Which of the 27 versions of Photoshop do you have? (Photoshop Elements - 10 versions, Photoshop and Photoshop CS - 13 versions, Lightroom - 4 versions = 27 versions of Photoshop.)

If your version of Photoshop has it, use the *Spot Healing Brush* and turn on *Content-Aware*. If you don't have Content-Aware as a tool option, use *Proximity match*
You could also use the *Clone Stamp* tool, but would have to keep re-selecting the clone source..


----------



## socal82

Cs 6 and elements 10


----------



## D3Shooter

KmH said:
			
		

> If your version of Photoshop has it, use the Spot Healing Brush and turn on Content-Aware



That is a good option for CS6


----------



## Edsport

I used the color range tool in CS4 to select the gray and then the magic wand tool to deselect the areas that was selected on her and then used gaussian blur to blur the gray. Also brought up the exposure a bit...


----------



## KmH

Nice edit. :thumbup: 

Elements and Lightroom don't have the Color Range function.


----------



## Buckster

Edsport said:


> I used the color range tool in CS4 to select the gray and then the magic wand tool to deselect the areas that was selected on her and then used gaussian blur to blur the gray.
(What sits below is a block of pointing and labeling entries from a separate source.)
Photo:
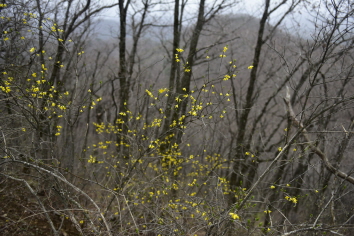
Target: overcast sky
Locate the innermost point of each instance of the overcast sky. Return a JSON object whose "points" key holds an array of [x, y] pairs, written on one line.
{"points": [[251, 7]]}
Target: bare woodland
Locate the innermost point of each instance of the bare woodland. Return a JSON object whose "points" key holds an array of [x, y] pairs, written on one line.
{"points": [[176, 118]]}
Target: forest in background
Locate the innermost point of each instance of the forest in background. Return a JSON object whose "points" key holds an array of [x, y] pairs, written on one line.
{"points": [[176, 118]]}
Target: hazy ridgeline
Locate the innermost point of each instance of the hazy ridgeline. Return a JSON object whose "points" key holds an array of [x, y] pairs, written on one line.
{"points": [[178, 118]]}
That posterized the background into bands and clipped her hair so that it looks like she was pasted onto it.  I'd say that's not really a very good solution.


----------



## Buckster

I tried a different approach.

I cut her out of the original gray background with Topaz Remask 3, which better preserved her hair.  Then I placed her on a flat gray background sampled from the background of the original image near her head to best blend the hair back in.  I then ran her through Portrait Professional for a bit of skin, lighting and facial contour enhancement.  I adjusted levels to brighten the image without clipping.  Lastly, I applied a bit of sharpening to the image.


----------



## amolitor

Isn't anyone going to fix the highlights on her lip?


----------



## Light Guru

amolitor said:


> Isn't anyone going to fix the highlights on her lip?



I personally find the awkward pose much more distracting then the hi lights on the lip.


----------



## Buckster

amolitor said:


> Isn't anyone going to fix the highlights on her lip?


We all had a meeting and decided that was your job.


----------



## socal82

Thanks guys for the edits, they both look really good. Now the steps in cs4 the same for cs6?


----------